Bownomomys Temporal range: 56–53 Ma PreꞒ Ꞓ O S D C P T J K Pg N ↓ Early Eocene

Scientific classification
- Domain: Eukaryota
- Kingdom: Animalia
- Phylum: Chordata
- Class: Mammalia
- Order: Primates
- Suborder: Haplorhini
- Family: †Omomyidae
- Subfamily: †Anaptomorphinae
- Tribe: †Anaptomorphini
- Genus: †Bownomomys Morse et al., 2018
- Type species: †Bownomomys americanus (Bown, 1976)
- Species: †Bownomomys americanus (Bown, 1976); †Bownomomys crassidens (Bown and Rose, 1987);

= Bownomomys =

Extinct genus of primates

Bownomomys was an early marmoset-like primate that lived in North America during the Early Eocene epoch, about 56–50 million years ago.

==Taxonomy==
Teilhardina americana and T. crassidens were originally named as species of Teilhardina, usually considered a member of Omomyidae.
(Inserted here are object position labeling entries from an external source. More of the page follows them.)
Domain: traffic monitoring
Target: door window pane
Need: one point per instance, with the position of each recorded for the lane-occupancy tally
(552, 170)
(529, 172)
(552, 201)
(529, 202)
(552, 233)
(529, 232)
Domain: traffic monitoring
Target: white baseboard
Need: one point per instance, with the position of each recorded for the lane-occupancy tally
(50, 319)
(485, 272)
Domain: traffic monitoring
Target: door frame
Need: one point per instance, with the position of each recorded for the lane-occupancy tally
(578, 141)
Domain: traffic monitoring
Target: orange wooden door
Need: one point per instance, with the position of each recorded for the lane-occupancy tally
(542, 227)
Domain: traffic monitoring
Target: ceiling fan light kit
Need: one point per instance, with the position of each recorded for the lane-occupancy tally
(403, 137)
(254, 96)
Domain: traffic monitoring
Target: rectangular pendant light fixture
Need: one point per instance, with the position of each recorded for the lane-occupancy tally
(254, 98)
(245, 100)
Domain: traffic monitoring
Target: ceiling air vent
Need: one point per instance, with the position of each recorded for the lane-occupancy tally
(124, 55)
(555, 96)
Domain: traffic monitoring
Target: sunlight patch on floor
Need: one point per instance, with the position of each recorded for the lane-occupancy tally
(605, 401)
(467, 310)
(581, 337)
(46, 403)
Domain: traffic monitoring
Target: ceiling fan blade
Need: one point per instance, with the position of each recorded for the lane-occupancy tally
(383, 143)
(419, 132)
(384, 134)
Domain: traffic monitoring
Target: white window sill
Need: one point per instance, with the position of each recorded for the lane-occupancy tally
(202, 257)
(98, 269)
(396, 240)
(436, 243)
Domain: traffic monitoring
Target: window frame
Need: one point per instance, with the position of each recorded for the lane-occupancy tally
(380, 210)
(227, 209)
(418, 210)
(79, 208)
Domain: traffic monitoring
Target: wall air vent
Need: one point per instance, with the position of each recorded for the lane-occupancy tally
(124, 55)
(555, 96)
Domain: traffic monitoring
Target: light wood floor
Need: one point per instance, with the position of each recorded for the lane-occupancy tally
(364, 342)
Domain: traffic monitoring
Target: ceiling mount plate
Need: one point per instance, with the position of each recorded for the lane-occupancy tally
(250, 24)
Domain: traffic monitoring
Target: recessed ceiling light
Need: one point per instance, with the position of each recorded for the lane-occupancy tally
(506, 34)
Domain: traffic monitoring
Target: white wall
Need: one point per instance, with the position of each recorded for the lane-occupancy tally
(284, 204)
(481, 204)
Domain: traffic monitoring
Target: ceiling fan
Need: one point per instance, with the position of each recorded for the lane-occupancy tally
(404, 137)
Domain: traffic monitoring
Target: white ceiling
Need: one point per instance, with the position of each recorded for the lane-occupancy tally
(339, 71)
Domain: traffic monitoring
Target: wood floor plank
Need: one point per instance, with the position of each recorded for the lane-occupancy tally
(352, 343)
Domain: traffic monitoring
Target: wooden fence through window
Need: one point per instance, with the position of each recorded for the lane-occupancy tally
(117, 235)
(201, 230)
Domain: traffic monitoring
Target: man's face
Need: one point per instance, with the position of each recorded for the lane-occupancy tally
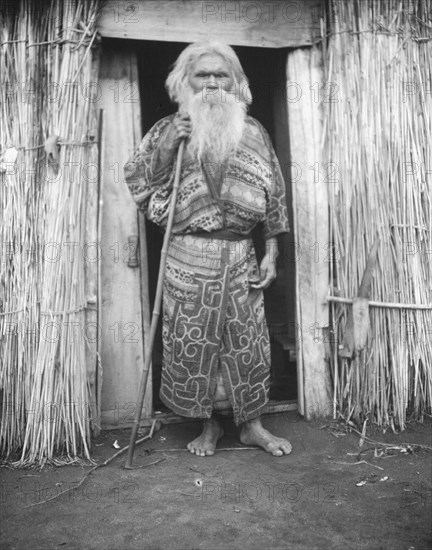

However, phylogenetic analysis by Ni et al. (2004) recovered Teilhardina as polyphyletic, with Teilhardina belgica and T. asiatica nested as the basalmost haplorrhines, and T. americana and T. crassidens being recovered as anaptomorphine omomyids (and thus more closely related to the tarsiers than to simians). Teilhardina crassidens was later referred to the genus Baataromomys by Ni et al. (2007). A paper by Morse et al. built upon the cladistic results of Ni et al. (2004) by recognizing T. americana and T. crassidens as belonging to a new genus, which they named Bownomomys.